Chapitre 1366/139198%~9 min de lecture1 624 mots

« Rukifu Fokare, c'est le grand chancelier qui a marqué son époque ! »

« On dit même que sans lui, le Royaume des Démons se serait effondré ! »

« Quand on travaille réellement avec lui, on comprend à quel point il est exceptionnel, ça s'imprègne en vous ! »

« Il expédie seul le travail de dix personnes. On se demande s'il est vraiment humain. »

« Et en plus, il veille constamment sur ses subordonnés ! »

« Normalement, avec un tel palmarès, il pourrait se permettre d'agir à sa guise… »

Voilà le contenu de mon enquête.

De qui s'agit-il ?

Bien sûr, de l'actuel grand chancelier du Royaume des Démons, Rukifu Fokare.

Je le répète autant de fois qu'il le faut : Rukifu Fokare, l'un des plus grands chanceliers de l'histoire, est une figure clé qui soutient le Royaume des Démons par son administration intérieure.

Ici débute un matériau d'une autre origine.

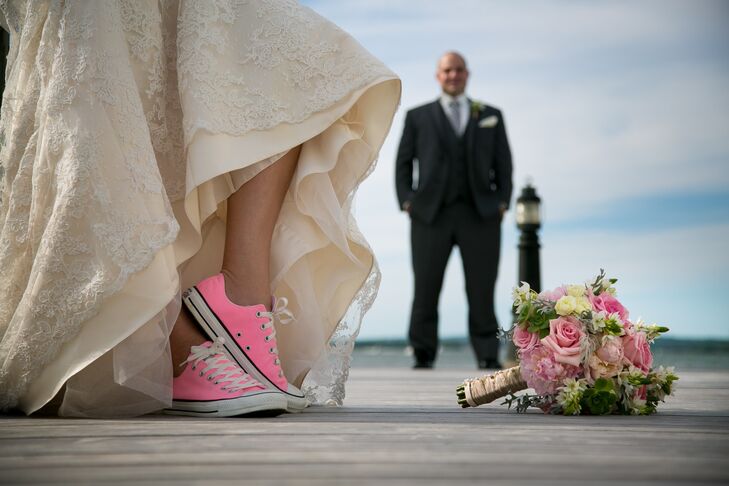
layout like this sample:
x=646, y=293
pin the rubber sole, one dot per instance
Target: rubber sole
x=208, y=320
x=268, y=403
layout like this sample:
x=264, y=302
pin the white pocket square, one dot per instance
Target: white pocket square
x=489, y=122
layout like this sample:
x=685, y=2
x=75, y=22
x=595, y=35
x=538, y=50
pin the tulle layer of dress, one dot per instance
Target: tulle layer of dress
x=126, y=125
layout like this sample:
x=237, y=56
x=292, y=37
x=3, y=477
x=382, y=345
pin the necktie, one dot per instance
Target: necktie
x=456, y=116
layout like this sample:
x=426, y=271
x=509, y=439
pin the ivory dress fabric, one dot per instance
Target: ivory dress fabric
x=125, y=126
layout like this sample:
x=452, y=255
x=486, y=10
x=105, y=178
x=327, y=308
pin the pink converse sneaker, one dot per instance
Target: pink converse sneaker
x=248, y=332
x=214, y=386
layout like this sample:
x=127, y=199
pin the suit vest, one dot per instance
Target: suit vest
x=457, y=187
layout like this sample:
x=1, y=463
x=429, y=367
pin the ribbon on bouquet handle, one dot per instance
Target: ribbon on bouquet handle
x=479, y=391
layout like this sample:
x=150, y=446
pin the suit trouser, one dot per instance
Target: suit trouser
x=479, y=242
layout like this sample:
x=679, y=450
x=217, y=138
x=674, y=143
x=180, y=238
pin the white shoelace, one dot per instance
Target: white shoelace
x=222, y=370
x=281, y=313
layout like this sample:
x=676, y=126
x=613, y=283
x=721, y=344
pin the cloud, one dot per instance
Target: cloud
x=617, y=110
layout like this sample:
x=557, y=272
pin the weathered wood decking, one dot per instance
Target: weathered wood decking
x=398, y=427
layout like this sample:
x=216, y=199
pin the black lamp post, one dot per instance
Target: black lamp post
x=528, y=220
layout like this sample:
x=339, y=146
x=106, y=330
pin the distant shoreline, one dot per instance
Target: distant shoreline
x=663, y=342
x=683, y=354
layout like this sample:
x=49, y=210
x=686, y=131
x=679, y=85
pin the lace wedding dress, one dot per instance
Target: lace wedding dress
x=125, y=126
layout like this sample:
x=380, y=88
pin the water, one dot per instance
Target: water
x=683, y=354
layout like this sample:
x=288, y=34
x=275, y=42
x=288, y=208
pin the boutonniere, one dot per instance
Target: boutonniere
x=476, y=108
x=489, y=122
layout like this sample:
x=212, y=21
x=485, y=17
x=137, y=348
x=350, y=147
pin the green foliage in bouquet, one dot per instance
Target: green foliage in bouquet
x=601, y=398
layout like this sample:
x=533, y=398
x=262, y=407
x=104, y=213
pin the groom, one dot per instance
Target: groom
x=462, y=189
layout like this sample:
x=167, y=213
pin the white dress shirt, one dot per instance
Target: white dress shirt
x=464, y=109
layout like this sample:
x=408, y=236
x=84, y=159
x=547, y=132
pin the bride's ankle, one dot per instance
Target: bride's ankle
x=243, y=292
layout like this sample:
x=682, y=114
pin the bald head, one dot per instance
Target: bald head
x=452, y=73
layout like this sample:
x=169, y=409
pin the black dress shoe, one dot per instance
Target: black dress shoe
x=489, y=364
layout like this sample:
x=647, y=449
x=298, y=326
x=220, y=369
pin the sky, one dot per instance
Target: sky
x=617, y=112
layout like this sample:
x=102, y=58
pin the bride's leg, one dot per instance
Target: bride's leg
x=252, y=213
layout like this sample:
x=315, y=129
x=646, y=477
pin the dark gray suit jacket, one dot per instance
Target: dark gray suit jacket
x=487, y=153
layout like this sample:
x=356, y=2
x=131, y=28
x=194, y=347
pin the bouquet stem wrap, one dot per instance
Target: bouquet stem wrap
x=478, y=391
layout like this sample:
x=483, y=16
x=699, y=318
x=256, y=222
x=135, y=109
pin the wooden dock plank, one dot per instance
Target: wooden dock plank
x=399, y=426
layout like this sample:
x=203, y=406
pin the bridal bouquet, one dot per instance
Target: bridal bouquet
x=580, y=352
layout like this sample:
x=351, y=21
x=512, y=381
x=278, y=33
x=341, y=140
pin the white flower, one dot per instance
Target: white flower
x=565, y=305
x=576, y=290
x=489, y=122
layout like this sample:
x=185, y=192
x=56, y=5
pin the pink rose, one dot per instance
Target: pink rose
x=611, y=351
x=565, y=336
x=524, y=339
x=553, y=295
x=541, y=372
x=606, y=302
x=638, y=351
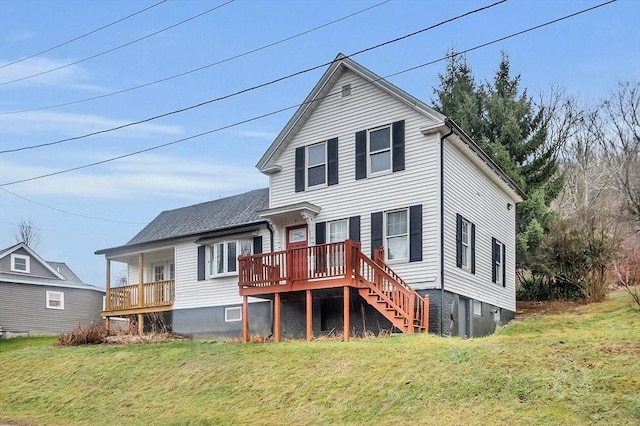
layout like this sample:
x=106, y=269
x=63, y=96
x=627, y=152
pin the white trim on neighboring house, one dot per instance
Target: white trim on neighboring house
x=20, y=263
x=54, y=300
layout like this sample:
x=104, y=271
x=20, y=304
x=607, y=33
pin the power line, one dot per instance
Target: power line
x=118, y=47
x=83, y=35
x=220, y=98
x=182, y=74
x=313, y=100
x=68, y=212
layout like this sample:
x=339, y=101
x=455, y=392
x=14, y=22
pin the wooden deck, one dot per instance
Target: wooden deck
x=140, y=298
x=336, y=265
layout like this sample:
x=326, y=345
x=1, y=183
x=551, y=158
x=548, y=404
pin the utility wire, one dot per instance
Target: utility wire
x=202, y=67
x=118, y=47
x=313, y=100
x=68, y=212
x=220, y=98
x=83, y=35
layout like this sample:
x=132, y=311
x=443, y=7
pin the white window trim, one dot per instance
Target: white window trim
x=466, y=255
x=308, y=166
x=499, y=262
x=50, y=293
x=477, y=308
x=27, y=262
x=386, y=237
x=345, y=223
x=369, y=153
x=212, y=249
x=232, y=309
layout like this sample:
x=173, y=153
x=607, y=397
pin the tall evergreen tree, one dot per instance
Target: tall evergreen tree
x=504, y=121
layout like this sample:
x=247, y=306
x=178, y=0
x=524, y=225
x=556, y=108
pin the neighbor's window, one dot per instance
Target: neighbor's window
x=20, y=263
x=397, y=241
x=465, y=239
x=317, y=164
x=233, y=314
x=380, y=150
x=223, y=256
x=55, y=300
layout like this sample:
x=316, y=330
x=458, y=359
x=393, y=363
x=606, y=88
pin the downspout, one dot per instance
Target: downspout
x=442, y=226
x=273, y=314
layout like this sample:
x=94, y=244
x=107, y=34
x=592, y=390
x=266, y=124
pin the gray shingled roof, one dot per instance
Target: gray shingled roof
x=205, y=217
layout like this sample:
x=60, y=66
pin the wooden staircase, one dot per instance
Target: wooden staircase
x=390, y=295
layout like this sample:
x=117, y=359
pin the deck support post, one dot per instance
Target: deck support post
x=347, y=304
x=107, y=299
x=245, y=319
x=309, y=316
x=276, y=317
x=140, y=292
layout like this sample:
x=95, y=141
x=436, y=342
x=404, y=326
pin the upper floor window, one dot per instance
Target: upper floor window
x=498, y=256
x=380, y=150
x=465, y=244
x=223, y=256
x=397, y=235
x=20, y=263
x=55, y=300
x=317, y=164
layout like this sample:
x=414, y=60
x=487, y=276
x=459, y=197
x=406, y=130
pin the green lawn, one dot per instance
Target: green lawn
x=572, y=369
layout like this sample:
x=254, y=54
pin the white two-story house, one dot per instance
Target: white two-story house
x=381, y=213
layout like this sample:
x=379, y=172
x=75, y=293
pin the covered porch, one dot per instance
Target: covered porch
x=148, y=287
x=341, y=266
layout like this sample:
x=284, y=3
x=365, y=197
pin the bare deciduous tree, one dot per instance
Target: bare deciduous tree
x=621, y=142
x=27, y=232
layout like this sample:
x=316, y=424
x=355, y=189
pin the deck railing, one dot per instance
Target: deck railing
x=159, y=293
x=294, y=265
x=327, y=261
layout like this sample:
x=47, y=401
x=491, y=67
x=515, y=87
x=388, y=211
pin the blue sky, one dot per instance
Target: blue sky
x=587, y=55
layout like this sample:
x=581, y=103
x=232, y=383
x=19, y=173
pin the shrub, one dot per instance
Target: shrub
x=93, y=334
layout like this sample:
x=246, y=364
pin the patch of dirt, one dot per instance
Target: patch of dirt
x=134, y=339
x=532, y=309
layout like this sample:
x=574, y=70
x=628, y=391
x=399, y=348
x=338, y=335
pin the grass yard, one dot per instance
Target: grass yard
x=577, y=368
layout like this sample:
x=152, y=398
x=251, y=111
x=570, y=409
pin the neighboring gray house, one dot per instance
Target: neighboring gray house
x=43, y=298
x=380, y=213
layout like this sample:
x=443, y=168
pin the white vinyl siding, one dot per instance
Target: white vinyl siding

Et ce, depuis des décennies.

Franchement, on dit qu'il en était déjà ainsi avant même notre naissance, c'est dire au-delà de l'imagination.

Cependant, même un génie de cette trempe ne peut lutter contre le cours du temps.

Avec les années vient la vieillesse, le déclin, et finalement l'heure du retrait.

Cette heure approche pour Rukifu Fokare.

Après tout, c'est un illustre personnage qui a servi trois Rois des Démons successifs, dépassant les quatre-vingts ans.

On disait donc que le moment de se retirer de la scène principale était proche.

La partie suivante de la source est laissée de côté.